Using the iGraph package to Analyse the Enron Corpus

July 12, 2017
By

(This article was first published on The Devil is in the Data, and kindly contributed to R-bloggers)

This blog post analyzes an extensive collection of e-mails from former Enron employees. The Enron corpus is analysed using network analysis tools provided by the iGraph package. Network analysis is a versatile technique that can be used to add value to a lot of different data sets, including the complex corporate relationships of Donald Trump.

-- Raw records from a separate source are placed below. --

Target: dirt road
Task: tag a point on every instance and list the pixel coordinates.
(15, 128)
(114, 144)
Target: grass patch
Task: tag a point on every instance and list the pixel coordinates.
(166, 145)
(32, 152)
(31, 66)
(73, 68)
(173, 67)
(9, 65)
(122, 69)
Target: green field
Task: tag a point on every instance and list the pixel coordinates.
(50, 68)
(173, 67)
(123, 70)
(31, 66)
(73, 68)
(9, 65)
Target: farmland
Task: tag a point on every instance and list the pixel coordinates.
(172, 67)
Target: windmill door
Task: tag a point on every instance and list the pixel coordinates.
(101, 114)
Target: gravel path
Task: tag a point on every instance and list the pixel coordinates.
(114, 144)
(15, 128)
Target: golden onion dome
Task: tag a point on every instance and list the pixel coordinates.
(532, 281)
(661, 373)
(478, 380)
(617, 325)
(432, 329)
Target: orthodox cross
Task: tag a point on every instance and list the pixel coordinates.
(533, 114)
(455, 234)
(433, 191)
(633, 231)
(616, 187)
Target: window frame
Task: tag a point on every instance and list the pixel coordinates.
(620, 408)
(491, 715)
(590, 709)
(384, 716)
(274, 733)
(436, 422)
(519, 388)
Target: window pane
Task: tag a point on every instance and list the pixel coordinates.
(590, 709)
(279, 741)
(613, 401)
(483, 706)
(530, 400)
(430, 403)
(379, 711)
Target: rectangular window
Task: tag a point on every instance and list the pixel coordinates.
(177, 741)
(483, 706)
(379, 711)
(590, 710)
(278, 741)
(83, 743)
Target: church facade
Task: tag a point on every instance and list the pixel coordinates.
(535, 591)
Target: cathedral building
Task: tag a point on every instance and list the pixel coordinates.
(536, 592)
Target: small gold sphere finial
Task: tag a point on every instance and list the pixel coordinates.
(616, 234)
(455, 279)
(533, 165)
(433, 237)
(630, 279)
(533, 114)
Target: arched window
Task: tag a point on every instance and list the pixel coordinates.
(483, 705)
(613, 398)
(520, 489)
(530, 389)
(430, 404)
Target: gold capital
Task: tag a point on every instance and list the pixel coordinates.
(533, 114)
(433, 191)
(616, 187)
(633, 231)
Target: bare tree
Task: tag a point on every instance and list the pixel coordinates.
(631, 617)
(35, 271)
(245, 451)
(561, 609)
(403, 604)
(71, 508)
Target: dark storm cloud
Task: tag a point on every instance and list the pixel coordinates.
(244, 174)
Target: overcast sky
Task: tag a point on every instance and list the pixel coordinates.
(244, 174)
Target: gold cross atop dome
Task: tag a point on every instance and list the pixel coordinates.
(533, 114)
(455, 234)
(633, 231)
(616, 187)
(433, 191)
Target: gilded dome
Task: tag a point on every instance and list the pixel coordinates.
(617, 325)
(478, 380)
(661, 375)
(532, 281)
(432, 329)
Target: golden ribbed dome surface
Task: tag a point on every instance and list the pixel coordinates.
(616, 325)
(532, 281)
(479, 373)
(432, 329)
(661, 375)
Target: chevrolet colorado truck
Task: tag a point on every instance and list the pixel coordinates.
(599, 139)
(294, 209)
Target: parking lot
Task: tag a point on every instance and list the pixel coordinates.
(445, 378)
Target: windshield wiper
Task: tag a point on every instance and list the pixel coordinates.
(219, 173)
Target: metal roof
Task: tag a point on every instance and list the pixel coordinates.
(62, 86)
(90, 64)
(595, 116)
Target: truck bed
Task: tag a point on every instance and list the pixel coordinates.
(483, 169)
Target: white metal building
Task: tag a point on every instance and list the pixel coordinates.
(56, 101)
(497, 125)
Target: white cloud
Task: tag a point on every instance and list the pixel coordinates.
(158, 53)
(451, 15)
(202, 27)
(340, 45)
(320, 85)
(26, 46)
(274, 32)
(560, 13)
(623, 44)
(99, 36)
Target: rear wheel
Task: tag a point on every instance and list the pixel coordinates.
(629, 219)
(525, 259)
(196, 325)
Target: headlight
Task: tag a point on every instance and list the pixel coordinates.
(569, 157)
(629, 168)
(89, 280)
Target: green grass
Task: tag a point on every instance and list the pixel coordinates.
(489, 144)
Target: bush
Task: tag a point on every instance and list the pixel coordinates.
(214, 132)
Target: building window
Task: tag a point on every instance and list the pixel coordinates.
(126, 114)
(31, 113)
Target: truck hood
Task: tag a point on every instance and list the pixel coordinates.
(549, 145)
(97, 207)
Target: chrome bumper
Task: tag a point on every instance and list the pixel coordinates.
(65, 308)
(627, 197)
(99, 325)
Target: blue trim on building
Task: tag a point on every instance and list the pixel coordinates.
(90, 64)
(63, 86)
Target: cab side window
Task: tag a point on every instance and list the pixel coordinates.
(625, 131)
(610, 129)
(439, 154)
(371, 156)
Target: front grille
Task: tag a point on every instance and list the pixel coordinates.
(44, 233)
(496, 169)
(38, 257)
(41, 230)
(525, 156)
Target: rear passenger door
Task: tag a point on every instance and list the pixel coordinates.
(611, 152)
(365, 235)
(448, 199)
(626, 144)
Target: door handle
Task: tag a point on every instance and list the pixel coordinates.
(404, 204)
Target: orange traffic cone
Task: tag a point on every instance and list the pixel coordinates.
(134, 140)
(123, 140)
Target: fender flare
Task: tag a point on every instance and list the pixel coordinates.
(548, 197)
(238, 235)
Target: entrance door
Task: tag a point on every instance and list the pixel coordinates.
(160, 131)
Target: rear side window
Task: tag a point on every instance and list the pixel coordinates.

The Enron scandal is one of the most famous corporate governance failures in the history of capitalism. The case itself is interesting for its sake, but in this post, I am more interested in one of the data sets that the subsequent investigation has provided.

The Enron Corpus

As part of their inquiries, The Federal Energy Regulatory Commission used an extensive collection of emails from Enron employees. The Enron corpus is one of the only publicly available collections of emails available for research. This dataset also provides a fascinating playground for citizen data scientists.

The set has privacy issues as it contains messages from living people. When analysing this data set, we need to keep in mind that the majority of former Enron employees were innocent people who lost their jobs due to the greed of their overlords. The code in this post only analyses the e-mail headers, ignoring the content.

Laid-off Enron employees outside Enron headquarters as the company collapsed in 2001 - Enron corpus analysis

Laid-off Enron employees outside Enron headquarters as the company collapsed in 2001.

The Enron Corpus is a large database of half a million of emails generated by more than 100 Enron employees. You can download the corpus from the Carnegie Mellon School of Computer Science. The first code snippet downloads the 7 May 2015 version of the dataset (about 423Mb, tarred and gzipped) and untars it to your working directory.

# Enron Email Dataset: https://www.cs.cmu.edu/~./enron/
download.file("https://www.cs.cmu.edu/~./enron/enron_mail_20150507.tgz", destfile = "enron_mail_20150507.tgz")
untar("enron_mail_20150507.tgz")

Preparing the Data

The main folder is maildir, which holds all the personal accounts. Our first task is to load the required libraries and create a list of available emails. This code results in 517,401 e-mail files with 44,859 emails in the inboxes of users.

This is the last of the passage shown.